Observability Specs¶

An observability component configures monitoring, tracing, logging, and alerting for agents and workflows. Observability specs define what data to collect, how to collect it, and when to alert.

Creating an Observability Spec¶

PythonUI

Coming Soon

The Python SDK for local development is not yet publicly available.

from flow_sdk.cli_client import CLIClient

client = CLIClient(config)

obs = client.observability.create({
    "name": "Production Agent Monitoring",
    "slug": "production-agent-monitoring",
    "description": "Full observability for production-deployed agents",
    "trace_config": {
        "enabled": True,
        "sample_rate": 1.0,
        "include_inputs": True,
        "include_outputs": True,
        "include_tool_calls": True,
        "propagate_context": True,
    },
    "metric_config": {
        "enabled": True,
        "custom_metrics": [
            {
                "name": "tokens_used",
                "type": "counter",
                "description": "Total tokens consumed",
                "labels": ["model", "agent"],
            },
            {
                "name": "response_latency_ms",
                "type": "histogram",
                "description": "Agent response latency",
                "buckets": [100, 250, 500, 1000, 2500, 5000, 10000],
            },
            {
                "name": "tool_call_success_rate",
                "type": "gauge",
                "description": "Rolling success rate for tool calls",
            },
        ],
    },
    "log_config": {
        "level": "info",
        "include_prompts": False,
        "include_tool_results": True,
        "structured": True,
        "retention_days": 30,
    },
    "tags": ["production", "monitoring"],
})

Navigate to Components > Observability > New.

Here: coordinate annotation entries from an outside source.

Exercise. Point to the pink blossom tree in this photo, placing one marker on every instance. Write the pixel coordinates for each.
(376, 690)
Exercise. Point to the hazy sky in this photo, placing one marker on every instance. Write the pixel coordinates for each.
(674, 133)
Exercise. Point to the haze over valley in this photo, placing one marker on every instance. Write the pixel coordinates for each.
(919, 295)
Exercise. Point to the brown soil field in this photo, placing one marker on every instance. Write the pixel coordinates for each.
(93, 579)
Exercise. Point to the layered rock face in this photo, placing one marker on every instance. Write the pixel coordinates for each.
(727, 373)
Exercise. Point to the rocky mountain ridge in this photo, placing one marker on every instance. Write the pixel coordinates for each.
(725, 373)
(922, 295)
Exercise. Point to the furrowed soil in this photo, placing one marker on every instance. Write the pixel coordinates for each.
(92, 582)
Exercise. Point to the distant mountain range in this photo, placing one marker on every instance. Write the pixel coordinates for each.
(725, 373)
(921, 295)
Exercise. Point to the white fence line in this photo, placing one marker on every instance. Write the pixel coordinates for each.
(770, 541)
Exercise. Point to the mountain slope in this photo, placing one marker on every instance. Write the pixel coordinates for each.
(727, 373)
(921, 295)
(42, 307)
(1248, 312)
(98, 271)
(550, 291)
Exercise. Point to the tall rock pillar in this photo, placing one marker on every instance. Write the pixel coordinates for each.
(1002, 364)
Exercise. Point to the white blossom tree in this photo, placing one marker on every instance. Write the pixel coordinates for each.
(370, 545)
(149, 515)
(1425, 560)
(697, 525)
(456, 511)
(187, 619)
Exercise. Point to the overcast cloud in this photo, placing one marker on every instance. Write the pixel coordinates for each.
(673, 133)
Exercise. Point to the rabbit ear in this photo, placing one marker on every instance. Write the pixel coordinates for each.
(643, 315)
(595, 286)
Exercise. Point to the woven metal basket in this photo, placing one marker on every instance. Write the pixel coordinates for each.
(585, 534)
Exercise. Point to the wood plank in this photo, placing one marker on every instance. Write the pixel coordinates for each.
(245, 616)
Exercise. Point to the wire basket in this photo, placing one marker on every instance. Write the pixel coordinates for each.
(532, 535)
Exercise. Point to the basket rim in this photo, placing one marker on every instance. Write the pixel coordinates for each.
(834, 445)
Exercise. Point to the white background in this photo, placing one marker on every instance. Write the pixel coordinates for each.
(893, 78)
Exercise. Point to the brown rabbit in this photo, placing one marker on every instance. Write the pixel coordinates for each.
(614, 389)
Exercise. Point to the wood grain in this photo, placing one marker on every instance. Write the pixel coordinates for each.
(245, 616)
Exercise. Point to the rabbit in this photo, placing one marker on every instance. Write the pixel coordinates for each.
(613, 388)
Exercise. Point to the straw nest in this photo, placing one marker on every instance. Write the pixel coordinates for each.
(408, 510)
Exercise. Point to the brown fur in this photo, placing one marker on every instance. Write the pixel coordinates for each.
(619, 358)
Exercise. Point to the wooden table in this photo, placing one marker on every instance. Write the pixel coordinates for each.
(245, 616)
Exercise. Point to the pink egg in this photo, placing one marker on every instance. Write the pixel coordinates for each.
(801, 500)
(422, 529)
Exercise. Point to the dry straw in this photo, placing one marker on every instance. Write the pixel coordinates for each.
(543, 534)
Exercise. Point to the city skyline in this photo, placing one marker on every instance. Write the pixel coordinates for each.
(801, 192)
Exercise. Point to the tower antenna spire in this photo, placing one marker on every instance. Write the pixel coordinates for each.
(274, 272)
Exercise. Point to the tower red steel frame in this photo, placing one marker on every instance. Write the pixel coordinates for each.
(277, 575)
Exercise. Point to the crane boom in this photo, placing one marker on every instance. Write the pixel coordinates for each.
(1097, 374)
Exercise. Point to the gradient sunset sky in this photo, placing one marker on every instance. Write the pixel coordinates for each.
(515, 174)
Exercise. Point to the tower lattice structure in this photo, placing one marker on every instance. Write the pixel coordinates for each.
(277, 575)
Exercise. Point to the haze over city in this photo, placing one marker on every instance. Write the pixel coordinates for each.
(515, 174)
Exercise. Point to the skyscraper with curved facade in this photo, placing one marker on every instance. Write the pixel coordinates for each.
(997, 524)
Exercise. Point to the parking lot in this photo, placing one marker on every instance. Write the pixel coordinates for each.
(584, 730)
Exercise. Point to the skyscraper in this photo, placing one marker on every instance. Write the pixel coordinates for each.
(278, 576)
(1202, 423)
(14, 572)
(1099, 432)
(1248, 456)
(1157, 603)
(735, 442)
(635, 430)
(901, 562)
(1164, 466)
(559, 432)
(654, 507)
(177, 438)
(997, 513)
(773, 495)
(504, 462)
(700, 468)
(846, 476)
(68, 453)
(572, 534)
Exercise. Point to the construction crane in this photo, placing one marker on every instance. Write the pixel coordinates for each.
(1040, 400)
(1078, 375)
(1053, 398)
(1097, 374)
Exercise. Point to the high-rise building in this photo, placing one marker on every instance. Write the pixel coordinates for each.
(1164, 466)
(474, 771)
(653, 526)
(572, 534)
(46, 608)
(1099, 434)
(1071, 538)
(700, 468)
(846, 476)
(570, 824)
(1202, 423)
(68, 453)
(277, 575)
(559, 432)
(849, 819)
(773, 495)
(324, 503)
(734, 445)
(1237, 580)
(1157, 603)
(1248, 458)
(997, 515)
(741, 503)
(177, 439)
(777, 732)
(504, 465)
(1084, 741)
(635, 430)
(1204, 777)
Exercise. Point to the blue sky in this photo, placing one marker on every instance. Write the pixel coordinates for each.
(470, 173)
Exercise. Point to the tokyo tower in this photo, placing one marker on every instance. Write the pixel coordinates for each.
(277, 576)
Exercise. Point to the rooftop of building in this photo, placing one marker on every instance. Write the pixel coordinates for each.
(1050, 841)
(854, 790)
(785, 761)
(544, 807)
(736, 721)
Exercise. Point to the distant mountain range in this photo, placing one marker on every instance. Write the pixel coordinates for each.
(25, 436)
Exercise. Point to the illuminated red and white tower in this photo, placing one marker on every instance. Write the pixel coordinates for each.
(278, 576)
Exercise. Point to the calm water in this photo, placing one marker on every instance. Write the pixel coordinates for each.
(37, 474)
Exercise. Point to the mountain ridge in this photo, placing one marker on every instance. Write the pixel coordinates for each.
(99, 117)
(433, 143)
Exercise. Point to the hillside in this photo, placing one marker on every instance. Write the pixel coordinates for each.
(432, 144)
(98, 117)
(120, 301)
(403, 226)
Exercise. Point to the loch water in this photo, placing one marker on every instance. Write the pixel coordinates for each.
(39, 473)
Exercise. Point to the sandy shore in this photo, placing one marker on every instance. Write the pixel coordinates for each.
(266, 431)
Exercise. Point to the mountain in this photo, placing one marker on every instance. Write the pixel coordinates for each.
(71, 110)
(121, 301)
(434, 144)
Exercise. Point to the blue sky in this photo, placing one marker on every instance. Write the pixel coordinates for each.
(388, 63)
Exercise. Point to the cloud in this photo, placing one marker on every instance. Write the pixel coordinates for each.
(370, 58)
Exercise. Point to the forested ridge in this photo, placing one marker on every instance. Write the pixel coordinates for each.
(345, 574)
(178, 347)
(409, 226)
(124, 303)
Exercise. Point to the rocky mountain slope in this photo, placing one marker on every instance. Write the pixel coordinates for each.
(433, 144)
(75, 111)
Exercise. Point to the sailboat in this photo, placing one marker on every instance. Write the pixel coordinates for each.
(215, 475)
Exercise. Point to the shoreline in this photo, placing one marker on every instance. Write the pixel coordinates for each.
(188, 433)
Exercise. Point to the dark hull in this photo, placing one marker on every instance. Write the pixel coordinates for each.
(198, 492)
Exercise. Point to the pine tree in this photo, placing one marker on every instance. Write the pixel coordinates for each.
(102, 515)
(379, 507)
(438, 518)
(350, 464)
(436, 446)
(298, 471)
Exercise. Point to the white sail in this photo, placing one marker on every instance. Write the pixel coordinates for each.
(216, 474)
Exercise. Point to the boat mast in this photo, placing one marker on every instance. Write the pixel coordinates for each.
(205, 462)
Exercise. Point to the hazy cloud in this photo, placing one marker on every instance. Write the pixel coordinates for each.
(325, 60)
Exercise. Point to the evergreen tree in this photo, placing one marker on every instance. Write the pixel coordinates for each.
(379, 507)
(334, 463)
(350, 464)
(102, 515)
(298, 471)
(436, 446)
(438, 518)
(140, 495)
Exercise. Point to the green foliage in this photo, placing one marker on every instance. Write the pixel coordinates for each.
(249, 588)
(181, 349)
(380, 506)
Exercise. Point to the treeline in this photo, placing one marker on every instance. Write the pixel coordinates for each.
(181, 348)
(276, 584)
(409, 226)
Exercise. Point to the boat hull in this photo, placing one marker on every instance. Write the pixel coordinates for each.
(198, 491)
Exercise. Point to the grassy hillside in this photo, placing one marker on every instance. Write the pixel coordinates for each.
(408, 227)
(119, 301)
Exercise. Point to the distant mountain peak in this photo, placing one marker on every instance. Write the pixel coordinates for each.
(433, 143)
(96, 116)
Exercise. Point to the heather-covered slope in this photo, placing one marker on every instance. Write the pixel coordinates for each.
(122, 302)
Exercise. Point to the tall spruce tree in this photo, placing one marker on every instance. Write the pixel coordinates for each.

Configure trace, metric, and log settings. Click Create.

Configuration¶

Field	Type	Required	Description
`name`	string	Yes	Display name
`slug`	string	Yes	URL-safe identifier
`trace_config`	dict	No	Distributed tracing configuration
`metric_config`	dict	No	Metrics collection configuration
`log_config`	dict	No	Logging configuration

Trace Configuration¶

The trace_config section controls distributed tracing, which tracks the full execution path of an agent or workflow request.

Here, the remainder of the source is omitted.